Power cost is 2-4% of cloud rental cost. Negligible factor in decision.

Power Consumption and Data Center Implications

A100 and H100 differ significantly in power draw, affecting total cost of ownership.

A100 SXM: 400W TDP (thermal design power).

H100 SXM: 700W TDP (75% higher).

Data center cost impact: Power cost at $0.12/kWh (US average).

A100: 400W × $0.12 / 1000 = $0.048/kWh. Over 730 hours/month: $35/month per GPU in power cost.

H100: 700W × $0.12 / 1000 = $0.084/kWh. Over 730 hours/month: $61/month per GPU.

Power cost delta: $26/month per GPU. For 8-GPU cluster: $208/month extra (A100 cluster total cost: ~$6,860/month; H100: ~$15,747/month; power is 2-3% of total, negligible).

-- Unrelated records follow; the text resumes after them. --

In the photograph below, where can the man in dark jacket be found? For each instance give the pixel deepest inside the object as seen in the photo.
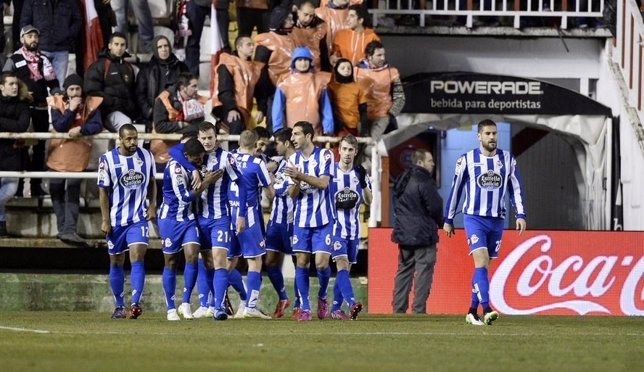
(14, 117)
(59, 22)
(161, 73)
(417, 218)
(112, 78)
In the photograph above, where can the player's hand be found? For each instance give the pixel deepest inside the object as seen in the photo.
(521, 225)
(240, 224)
(449, 230)
(259, 117)
(75, 132)
(232, 116)
(106, 227)
(196, 180)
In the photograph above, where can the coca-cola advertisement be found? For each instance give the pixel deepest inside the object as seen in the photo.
(537, 273)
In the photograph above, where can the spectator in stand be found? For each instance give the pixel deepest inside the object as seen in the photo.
(35, 70)
(143, 20)
(178, 109)
(112, 78)
(59, 22)
(78, 117)
(274, 49)
(335, 15)
(162, 72)
(349, 101)
(385, 95)
(302, 96)
(197, 10)
(311, 31)
(14, 117)
(234, 85)
(350, 42)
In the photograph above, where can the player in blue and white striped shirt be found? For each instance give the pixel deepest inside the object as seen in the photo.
(214, 219)
(178, 226)
(250, 242)
(127, 194)
(280, 225)
(486, 174)
(311, 169)
(350, 188)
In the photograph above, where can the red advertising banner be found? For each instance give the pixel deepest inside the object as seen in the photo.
(539, 272)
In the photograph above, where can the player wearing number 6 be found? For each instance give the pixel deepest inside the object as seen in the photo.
(127, 194)
(486, 174)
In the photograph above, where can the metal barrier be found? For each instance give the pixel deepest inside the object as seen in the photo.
(515, 9)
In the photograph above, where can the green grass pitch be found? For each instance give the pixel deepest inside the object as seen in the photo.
(86, 341)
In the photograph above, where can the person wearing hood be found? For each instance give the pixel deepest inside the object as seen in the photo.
(71, 113)
(417, 217)
(303, 96)
(349, 101)
(233, 87)
(162, 72)
(112, 78)
(385, 95)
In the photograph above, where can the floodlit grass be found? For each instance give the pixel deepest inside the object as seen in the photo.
(77, 341)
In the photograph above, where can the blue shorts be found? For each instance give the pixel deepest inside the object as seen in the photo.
(483, 233)
(215, 234)
(176, 234)
(279, 237)
(121, 238)
(250, 243)
(345, 247)
(313, 239)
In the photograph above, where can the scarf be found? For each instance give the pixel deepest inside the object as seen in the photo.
(33, 61)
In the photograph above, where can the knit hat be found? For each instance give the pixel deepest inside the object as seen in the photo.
(73, 79)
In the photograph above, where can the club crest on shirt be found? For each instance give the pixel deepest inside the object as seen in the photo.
(489, 180)
(132, 179)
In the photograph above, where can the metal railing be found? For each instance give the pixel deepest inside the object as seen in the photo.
(516, 9)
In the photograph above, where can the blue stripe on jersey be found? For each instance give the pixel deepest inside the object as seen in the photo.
(127, 179)
(313, 207)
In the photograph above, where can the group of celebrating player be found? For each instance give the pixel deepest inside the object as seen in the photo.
(211, 209)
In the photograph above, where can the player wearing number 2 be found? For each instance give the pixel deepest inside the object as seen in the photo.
(127, 194)
(486, 174)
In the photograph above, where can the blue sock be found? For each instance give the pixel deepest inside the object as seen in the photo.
(302, 278)
(474, 305)
(235, 279)
(254, 280)
(337, 296)
(137, 277)
(169, 280)
(323, 277)
(203, 289)
(117, 282)
(220, 280)
(277, 279)
(482, 283)
(189, 280)
(344, 282)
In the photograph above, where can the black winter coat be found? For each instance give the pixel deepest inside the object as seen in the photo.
(59, 22)
(14, 117)
(154, 79)
(418, 208)
(113, 79)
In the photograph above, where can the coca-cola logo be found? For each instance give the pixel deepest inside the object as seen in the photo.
(489, 180)
(132, 179)
(536, 278)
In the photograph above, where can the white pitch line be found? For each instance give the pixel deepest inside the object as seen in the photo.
(15, 329)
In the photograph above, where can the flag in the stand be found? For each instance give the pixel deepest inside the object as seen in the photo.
(93, 40)
(216, 45)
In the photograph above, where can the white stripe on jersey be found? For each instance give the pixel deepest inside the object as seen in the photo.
(485, 181)
(127, 179)
(313, 206)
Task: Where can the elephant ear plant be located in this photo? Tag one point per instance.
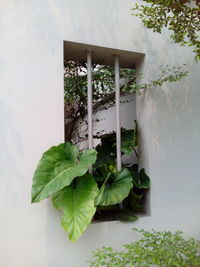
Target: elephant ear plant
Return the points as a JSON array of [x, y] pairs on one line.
[[63, 174]]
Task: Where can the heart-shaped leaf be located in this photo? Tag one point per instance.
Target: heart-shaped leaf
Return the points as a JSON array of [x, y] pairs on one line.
[[115, 189], [77, 205], [58, 167]]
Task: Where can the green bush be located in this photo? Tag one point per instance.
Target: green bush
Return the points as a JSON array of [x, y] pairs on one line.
[[155, 248]]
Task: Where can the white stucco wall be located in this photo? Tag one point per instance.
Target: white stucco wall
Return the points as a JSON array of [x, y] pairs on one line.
[[31, 116]]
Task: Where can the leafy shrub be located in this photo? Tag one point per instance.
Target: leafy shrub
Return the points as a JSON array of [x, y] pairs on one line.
[[155, 248]]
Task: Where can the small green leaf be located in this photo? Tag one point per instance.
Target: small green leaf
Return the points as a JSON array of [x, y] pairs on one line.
[[58, 167], [77, 205]]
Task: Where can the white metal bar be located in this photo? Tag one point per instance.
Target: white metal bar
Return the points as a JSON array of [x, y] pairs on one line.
[[89, 95], [118, 117]]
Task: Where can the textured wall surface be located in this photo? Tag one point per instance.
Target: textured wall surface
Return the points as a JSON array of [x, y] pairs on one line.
[[31, 116]]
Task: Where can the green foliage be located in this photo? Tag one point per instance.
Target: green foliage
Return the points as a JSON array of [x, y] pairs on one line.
[[115, 188], [57, 169], [181, 17], [129, 190], [77, 204], [164, 249], [62, 173], [75, 88]]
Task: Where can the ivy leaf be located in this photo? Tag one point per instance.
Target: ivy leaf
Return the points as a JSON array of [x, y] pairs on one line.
[[58, 167], [77, 205], [115, 189]]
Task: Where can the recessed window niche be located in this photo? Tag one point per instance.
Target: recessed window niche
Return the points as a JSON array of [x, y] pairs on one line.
[[100, 113]]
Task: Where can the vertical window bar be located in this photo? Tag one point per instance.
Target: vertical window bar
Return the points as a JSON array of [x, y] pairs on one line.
[[118, 117], [89, 95]]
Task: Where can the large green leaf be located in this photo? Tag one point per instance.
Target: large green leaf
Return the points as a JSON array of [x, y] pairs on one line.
[[77, 205], [58, 167], [128, 142], [115, 189]]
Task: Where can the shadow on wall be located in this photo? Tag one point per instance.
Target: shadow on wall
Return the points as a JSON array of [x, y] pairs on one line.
[[103, 14]]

BUT: larger data centers care about power budget and cooling capacity. A 100-GPU training farm using A100 draws 40 kW. Using H100 draws 70 kW. Facility upgrades (cooling, power distribution) are non-linear (jump from 50 kW to 100 kW infrastructure might cost $500K). For hyperscaler deployments (1000+ GPU), power efficiency matters. For boutique cloud providers (10-100 GPU clusters), power is a rounding error in cloud pricing.

Decision: Power consumption is not a primary factor in GPU choice. Cloud pricing already reflects power costs. Mention it for completeness, but it doesn't change H100 vs A100 calculus.